Christ, I can’t think.

Can’t breathe.

She’d tried to tell me.

And–

Royal’s phone buzzes and he snags it from the cubby on the bench, staring down at the screen.

“Lily is a good person,” Banks says. “We all know that”—the guys nod their agreement, though Royal’s is distracted, since he’s still focused on his cell—“but her not telling you aside, you’re missing the important part of this. ”

I freeze, that horror filling my insides as I rasp out, “What part?”
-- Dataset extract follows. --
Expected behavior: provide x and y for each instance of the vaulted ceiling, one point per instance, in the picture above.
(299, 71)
“She was eighteen when they met, man. Twenty when they married. And he was fifty-eight and sixty.” Disgust on his face. “Of age or not, there was no way she could truly consent to that, could truly be an equal party in the relationship, not when he held her career in the palm of his old ass hand.”

Fuck. Fuck.

He’s right.

And I didn’t let her explain, didn’t stick by her side and figure out how to help her out of what had to be a messy situation–prenups and royalty rights, the fucking age gap between them…

I just told her to go.

To go back to him.

To the man who took advantage of her, manipulated her, who might have?—

“I need to go,” I say, standing up, shoving away Banks’s hand when he goes to grab me again.

“I’m glad you’re getting it, but you need—” he begins.

“No,” Royal interrupts, gaze lifting from his phone’s screen, his eyes locking with mine, the expression in the blue depths making my inside twist. “He really does need to go.”